(CNSNews.com) -- International press freedom has hit a 12-year low point, a decline due in part to European countries pursuing security measures to thwart terrorism, newly released data from the nonpartisan organization Freedom House reveals.
The findings were made public Wednesday at the Newseum in Washington, D.C. as the watchdog group released its annual Freedom of the Press report.
“Global press freedom declined to its lowest point in 12 years in 2015, as political, criminal and terrorist forces sought to co-opt or silence the media in their broader struggle for power,” Freedom of the Press research director Jennifer Dunham wrote.
"Syria remained by far the deadliest place in the world for journalists in 2015," the report stated. According to the Committee to Protect Journalists, 72 members of the press were killed on the job last year, 14 in Syria.
A nation with a “free press” is defined as one in which “coverage of political news is robust, the safety of journalists is guaranteed, state intrusion in media affairs is minimal, and the press is not subject to onerous legal or economic pressures.”
However, the report found that press censorship is the norm in most of the world today. Just 13 percent of the global population enjoys the benefits of a “free press,” it said.
“A majority of the world’s population lives in countries without a free press,” Newseum President and CEO Jeffrey Herbst pointed out at the report’s unveiling.
The report highlighted “heightened partisanship and polarization in a country’s media environment” as one factor for the steep decline in freedom of the press in some countries. Another factor is “extralegal intimidation and physical violence faced by journalists,” particularly in the Middle East.
But “even in the much more open media environments of Europe, journalists faces unusual levels of pressure from terrorists and, to an extent, their own governments,” the report stated.
“Journalists in much of Europe had to contend with new threats from terrorists as well as new surveillance and security laws that could hamper their work,” Dunham said in a press release.
France was among the countries that experienced the greatest decline in press freedom, according to the report. The decline was largely attributable to “restrictive laws” passed after the Islamic terrorist-perpetrated massacre in the Paris newsroom of satirical magazine Charlie Hebdo and the French government’s reactions to the January 2015 attack, which left 12 people dead.
France adopted “legislation that empowers authorities to conduct mass surveillance with little oversight," which created a "growing threat of self-censorship linked to security concerns,” the report stated.
“It’s alarming that the outpouring of support for free expression after the Charlie Hebdo attacks has been displaced by security measures that limit media freedom,” said Sarah Repucci, Freedom House's publications director.
Dunham also said that "political leaders in Poland, Serbia, and other countries sought greater control over national media.”

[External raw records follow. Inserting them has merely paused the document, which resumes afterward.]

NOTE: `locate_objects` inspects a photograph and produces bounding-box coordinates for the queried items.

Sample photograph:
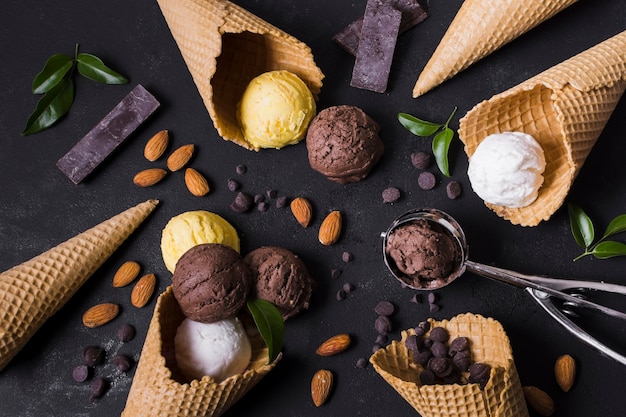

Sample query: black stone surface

[0,0,626,417]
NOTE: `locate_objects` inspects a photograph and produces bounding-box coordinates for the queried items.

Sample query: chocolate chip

[446,181,461,200]
[411,151,431,169]
[83,346,104,366]
[72,365,89,382]
[117,323,136,342]
[417,171,437,190]
[383,187,400,203]
[374,300,396,316]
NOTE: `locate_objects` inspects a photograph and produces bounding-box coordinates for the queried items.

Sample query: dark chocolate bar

[350,0,402,93]
[333,0,429,56]
[57,85,159,184]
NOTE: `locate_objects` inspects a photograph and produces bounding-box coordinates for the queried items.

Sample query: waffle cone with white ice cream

[122,287,280,417]
[0,200,158,370]
[413,0,576,97]
[157,0,324,150]
[459,31,626,226]
[370,313,528,417]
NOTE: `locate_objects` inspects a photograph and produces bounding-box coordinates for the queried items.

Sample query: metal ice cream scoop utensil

[381,209,626,365]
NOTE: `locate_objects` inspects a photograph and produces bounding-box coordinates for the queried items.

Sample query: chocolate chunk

[57,85,159,184]
[333,0,429,56]
[350,0,402,93]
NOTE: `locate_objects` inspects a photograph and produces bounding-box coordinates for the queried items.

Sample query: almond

[167,143,194,171]
[311,369,333,407]
[130,274,156,308]
[289,197,313,227]
[318,210,341,246]
[554,355,576,392]
[315,333,350,356]
[113,261,141,288]
[523,386,554,417]
[83,303,120,328]
[143,130,170,162]
[185,168,211,197]
[133,168,167,187]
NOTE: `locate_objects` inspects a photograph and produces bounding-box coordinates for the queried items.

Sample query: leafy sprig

[22,44,128,136]
[567,203,626,261]
[398,107,457,177]
[247,299,285,363]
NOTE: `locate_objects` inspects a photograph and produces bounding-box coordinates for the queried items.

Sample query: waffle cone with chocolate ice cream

[370,313,528,417]
[459,31,626,226]
[157,0,324,150]
[0,200,158,370]
[413,0,576,97]
[122,287,280,417]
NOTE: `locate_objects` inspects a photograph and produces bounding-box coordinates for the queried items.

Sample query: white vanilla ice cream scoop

[174,318,252,382]
[467,132,546,208]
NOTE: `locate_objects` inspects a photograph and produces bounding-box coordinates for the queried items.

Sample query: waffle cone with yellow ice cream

[157,0,324,150]
[122,287,280,417]
[0,200,158,370]
[413,0,576,97]
[370,314,528,417]
[459,31,626,226]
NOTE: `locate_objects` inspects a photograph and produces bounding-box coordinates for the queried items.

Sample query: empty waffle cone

[157,0,324,150]
[122,286,280,417]
[413,0,576,97]
[370,314,528,417]
[459,31,626,226]
[0,200,158,371]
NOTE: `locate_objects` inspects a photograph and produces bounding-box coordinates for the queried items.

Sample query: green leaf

[247,299,285,363]
[398,113,442,137]
[22,78,74,136]
[76,53,128,84]
[602,214,626,239]
[433,127,454,177]
[590,240,626,259]
[31,54,74,94]
[567,203,595,249]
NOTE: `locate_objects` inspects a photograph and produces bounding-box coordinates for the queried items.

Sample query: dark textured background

[0,0,626,417]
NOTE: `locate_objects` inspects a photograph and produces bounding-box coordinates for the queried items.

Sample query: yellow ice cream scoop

[237,70,316,150]
[161,210,240,273]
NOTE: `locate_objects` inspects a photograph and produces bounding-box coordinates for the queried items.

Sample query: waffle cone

[413,0,576,97]
[157,0,324,150]
[0,200,158,371]
[122,287,279,417]
[370,314,528,417]
[459,31,626,226]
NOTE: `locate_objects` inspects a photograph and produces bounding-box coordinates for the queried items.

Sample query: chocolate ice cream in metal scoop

[381,209,626,365]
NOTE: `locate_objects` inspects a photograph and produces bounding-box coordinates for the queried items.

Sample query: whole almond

[143,130,170,162]
[185,168,211,197]
[311,369,333,407]
[315,333,351,356]
[133,168,167,187]
[113,261,141,288]
[167,143,194,171]
[83,303,120,328]
[523,386,554,417]
[554,355,576,392]
[130,274,156,308]
[289,197,313,227]
[318,210,341,246]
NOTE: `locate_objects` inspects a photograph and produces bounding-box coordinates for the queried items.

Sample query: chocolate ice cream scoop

[306,105,384,184]
[244,246,315,319]
[172,243,252,323]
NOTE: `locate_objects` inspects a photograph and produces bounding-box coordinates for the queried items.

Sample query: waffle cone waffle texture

[370,314,528,417]
[122,286,280,417]
[459,31,626,226]
[0,200,158,370]
[157,0,324,150]
[413,0,576,97]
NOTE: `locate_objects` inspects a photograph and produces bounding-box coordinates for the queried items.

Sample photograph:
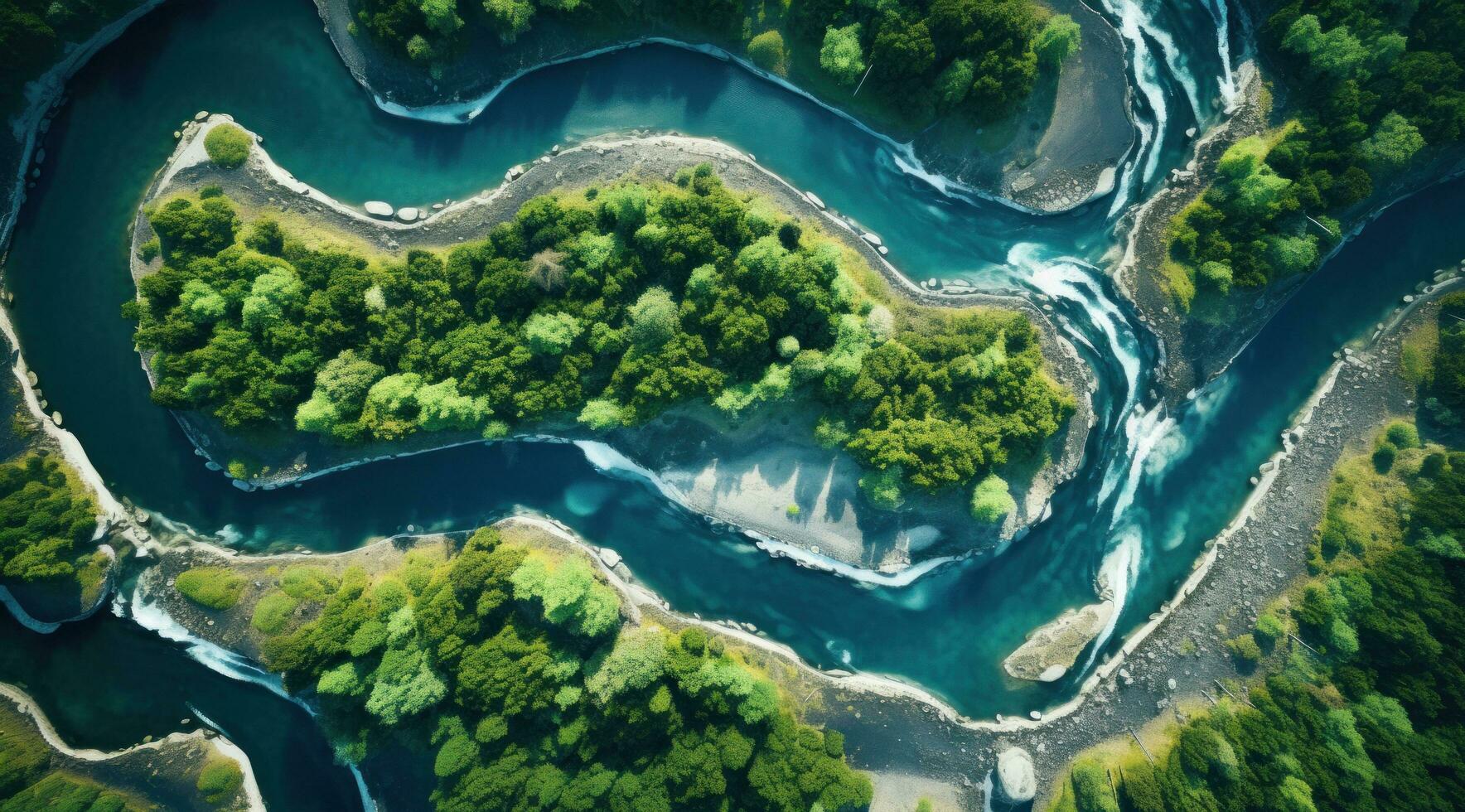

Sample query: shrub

[971,473,1017,524]
[1383,421,1419,448]
[174,568,244,610]
[747,31,788,76]
[196,756,244,805]
[249,592,299,635]
[204,123,255,168]
[1373,440,1399,473]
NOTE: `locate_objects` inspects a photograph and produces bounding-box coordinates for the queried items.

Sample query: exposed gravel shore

[132,114,1091,573]
[0,683,265,812]
[315,0,1134,214]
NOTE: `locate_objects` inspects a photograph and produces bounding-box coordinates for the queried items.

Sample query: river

[0,0,1465,808]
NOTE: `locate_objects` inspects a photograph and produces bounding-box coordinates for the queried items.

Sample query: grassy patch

[174,568,244,610]
[204,124,255,168]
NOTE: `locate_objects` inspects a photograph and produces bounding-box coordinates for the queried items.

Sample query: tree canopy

[133,166,1074,504]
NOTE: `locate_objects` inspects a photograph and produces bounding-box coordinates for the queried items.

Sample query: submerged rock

[994,747,1037,803]
[1002,601,1114,683]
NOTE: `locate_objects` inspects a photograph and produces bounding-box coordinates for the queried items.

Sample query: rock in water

[1002,601,1114,682]
[996,747,1037,803]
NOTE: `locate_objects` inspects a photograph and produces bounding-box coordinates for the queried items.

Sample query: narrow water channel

[8,0,1465,808]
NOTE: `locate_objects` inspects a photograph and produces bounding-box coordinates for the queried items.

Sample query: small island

[126,116,1089,570]
[136,517,872,812]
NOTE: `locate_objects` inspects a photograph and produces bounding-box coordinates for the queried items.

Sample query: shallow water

[0,0,1465,799]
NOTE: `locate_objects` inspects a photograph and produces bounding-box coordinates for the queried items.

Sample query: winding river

[0,0,1465,809]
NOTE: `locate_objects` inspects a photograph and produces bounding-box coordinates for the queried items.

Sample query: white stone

[996,744,1037,803]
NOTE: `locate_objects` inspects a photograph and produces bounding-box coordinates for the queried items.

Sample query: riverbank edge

[0,683,265,812]
[315,0,1135,215]
[1108,56,1465,406]
[129,113,1095,574]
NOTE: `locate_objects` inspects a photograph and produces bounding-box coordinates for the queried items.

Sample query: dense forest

[347,0,1080,132]
[1055,295,1465,812]
[124,166,1074,517]
[0,453,109,602]
[177,528,872,812]
[1165,0,1465,307]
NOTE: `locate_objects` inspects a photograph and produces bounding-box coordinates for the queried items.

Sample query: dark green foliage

[0,454,97,582]
[1171,0,1465,295]
[357,0,1061,132]
[249,529,870,812]
[136,173,1072,491]
[1072,429,1465,810]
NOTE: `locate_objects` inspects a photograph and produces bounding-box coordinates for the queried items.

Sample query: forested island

[124,122,1083,568]
[143,519,870,812]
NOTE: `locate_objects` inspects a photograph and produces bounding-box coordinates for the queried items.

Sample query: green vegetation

[224,528,872,812]
[204,123,255,168]
[126,166,1074,505]
[176,568,244,610]
[1399,293,1465,429]
[1166,0,1465,307]
[357,0,1080,133]
[1056,410,1465,810]
[195,756,244,805]
[0,454,97,583]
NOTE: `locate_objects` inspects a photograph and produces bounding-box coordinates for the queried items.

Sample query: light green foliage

[0,454,97,582]
[747,31,788,76]
[584,626,666,705]
[195,756,244,805]
[1032,15,1083,69]
[510,553,621,637]
[204,122,255,168]
[525,314,584,355]
[173,568,246,610]
[249,592,300,635]
[133,176,1072,500]
[860,466,906,510]
[971,473,1017,524]
[819,23,864,85]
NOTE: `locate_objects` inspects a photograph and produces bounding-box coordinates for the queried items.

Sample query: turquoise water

[11,0,1465,808]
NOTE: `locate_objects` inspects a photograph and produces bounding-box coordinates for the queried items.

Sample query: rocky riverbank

[132,114,1091,573]
[315,0,1134,214]
[0,683,265,812]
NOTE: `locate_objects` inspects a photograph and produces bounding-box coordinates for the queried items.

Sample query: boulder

[1002,601,1114,682]
[994,747,1037,803]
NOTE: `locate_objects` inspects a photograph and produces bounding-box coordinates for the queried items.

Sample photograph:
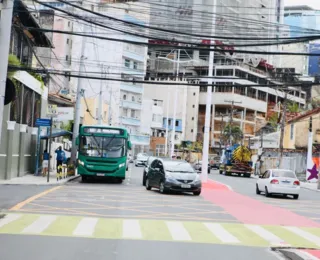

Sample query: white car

[256,169,300,199]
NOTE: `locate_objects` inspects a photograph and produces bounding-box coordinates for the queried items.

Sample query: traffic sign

[47,105,58,117]
[36,118,51,126]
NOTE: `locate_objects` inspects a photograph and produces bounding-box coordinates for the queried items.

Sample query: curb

[0,175,80,186]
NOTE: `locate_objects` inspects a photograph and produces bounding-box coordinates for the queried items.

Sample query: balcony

[120,116,140,126]
[120,82,143,94]
[120,100,141,110]
[123,50,145,62]
[130,135,150,145]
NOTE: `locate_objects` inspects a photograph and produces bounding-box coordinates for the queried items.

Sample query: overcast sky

[284,0,320,9]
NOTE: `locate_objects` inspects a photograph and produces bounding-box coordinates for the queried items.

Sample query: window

[133,61,138,70]
[131,110,136,118]
[124,59,130,68]
[290,124,294,140]
[200,86,207,92]
[122,108,128,117]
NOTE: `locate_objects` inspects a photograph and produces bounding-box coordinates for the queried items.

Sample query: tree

[222,124,243,143]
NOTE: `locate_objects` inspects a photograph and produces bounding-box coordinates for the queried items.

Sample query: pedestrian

[42,149,50,177]
[55,146,66,173]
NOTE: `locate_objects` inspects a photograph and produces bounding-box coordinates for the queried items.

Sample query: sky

[284,0,320,9]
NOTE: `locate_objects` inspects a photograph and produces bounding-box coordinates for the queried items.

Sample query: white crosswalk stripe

[245,225,288,245]
[204,223,240,243]
[122,219,142,239]
[0,214,22,228]
[73,218,98,237]
[22,215,57,234]
[284,227,320,246]
[166,221,191,241]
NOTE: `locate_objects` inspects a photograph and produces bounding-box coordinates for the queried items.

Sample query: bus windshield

[79,135,126,158]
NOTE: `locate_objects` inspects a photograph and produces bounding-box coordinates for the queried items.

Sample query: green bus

[77,126,131,182]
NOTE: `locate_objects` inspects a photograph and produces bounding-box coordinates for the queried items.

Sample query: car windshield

[272,171,296,178]
[164,162,195,173]
[79,135,126,158]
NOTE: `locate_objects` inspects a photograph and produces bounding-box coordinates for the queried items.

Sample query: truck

[219,144,252,178]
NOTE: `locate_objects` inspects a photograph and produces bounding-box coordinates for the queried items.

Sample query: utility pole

[201,0,217,183]
[164,87,170,156]
[170,49,180,157]
[220,114,227,153]
[71,24,87,163]
[224,100,242,145]
[0,0,14,143]
[98,64,104,125]
[278,92,288,168]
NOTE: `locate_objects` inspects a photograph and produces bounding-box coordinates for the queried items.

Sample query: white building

[142,79,199,144]
[71,3,149,151]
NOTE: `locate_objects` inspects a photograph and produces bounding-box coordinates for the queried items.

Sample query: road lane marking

[73,218,98,237]
[10,186,62,210]
[166,221,191,241]
[284,227,320,246]
[22,215,57,234]
[203,223,240,243]
[245,225,288,245]
[0,214,22,228]
[122,219,142,239]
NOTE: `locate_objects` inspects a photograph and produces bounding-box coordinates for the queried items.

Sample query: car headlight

[78,160,84,166]
[119,163,126,168]
[166,173,177,182]
[193,175,201,183]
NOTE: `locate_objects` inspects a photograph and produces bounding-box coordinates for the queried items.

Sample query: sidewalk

[0,173,80,185]
[251,175,320,191]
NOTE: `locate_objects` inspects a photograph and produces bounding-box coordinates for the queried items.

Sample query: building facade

[71,2,150,151]
[0,1,52,179]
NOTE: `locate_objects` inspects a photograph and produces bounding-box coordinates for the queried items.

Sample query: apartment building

[71,1,150,152]
[142,78,200,154]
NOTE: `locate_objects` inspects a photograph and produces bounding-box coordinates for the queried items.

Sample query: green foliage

[269,113,278,129]
[8,54,44,90]
[222,124,243,143]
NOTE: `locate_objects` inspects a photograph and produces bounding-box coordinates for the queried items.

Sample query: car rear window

[272,171,297,178]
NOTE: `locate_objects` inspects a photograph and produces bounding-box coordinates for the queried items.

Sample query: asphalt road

[0,165,320,260]
[0,185,48,211]
[209,170,320,222]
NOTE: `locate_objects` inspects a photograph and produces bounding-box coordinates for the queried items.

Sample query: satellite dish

[4,78,16,105]
[251,56,261,67]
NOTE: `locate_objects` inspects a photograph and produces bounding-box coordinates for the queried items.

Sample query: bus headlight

[119,163,126,168]
[78,160,84,166]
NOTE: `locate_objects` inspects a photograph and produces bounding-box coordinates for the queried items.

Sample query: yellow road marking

[10,186,62,210]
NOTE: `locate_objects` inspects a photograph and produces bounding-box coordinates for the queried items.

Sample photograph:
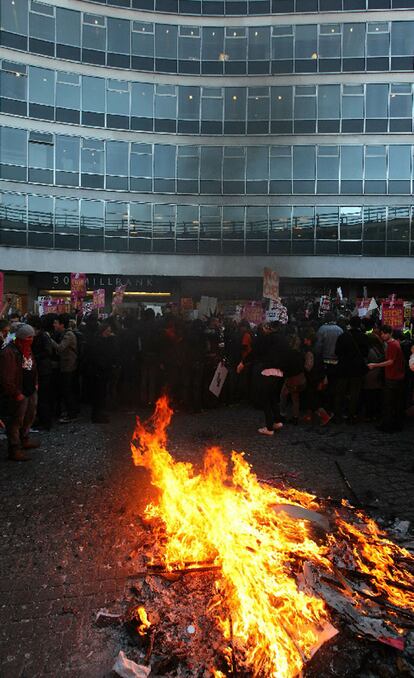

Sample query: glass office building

[0,0,414,290]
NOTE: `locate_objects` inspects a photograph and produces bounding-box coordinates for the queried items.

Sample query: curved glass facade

[0,0,414,75]
[0,0,414,266]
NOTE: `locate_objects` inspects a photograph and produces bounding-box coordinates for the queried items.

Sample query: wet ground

[0,407,414,678]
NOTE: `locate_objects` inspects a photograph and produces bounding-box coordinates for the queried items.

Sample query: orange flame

[131,397,414,678]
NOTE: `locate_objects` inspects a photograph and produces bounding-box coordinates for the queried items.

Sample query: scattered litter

[95,608,122,628]
[112,650,151,678]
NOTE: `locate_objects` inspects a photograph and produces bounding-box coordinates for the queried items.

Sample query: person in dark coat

[237,322,290,436]
[0,323,39,461]
[335,316,369,424]
[87,321,118,424]
[30,318,55,431]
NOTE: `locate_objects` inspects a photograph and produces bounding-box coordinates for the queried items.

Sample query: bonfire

[123,397,414,678]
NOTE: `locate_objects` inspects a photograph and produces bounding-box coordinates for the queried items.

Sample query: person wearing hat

[0,323,39,461]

The report cites the Polish government’s new power to hire and terminate the management of its state-owned media as contributing to less press freedom in Europe.
“The immediate move against public broadcasters’ independence shows the new Polish government’s determination to silence critics and take charge of the political discourse,” Repucci said.
The dishonor of being among the worst-ranked countries for press freedom went to mostly despot-run countries. Among them were Crimea, Cuba, Iran, North Korea, Syria, Turkmenistan and Uzbekistan.
However, the report did find an improvement in press freedom in Chile, which was bumped up from “partly free” to “free,” making it the only country to achieve an improved status in 2015.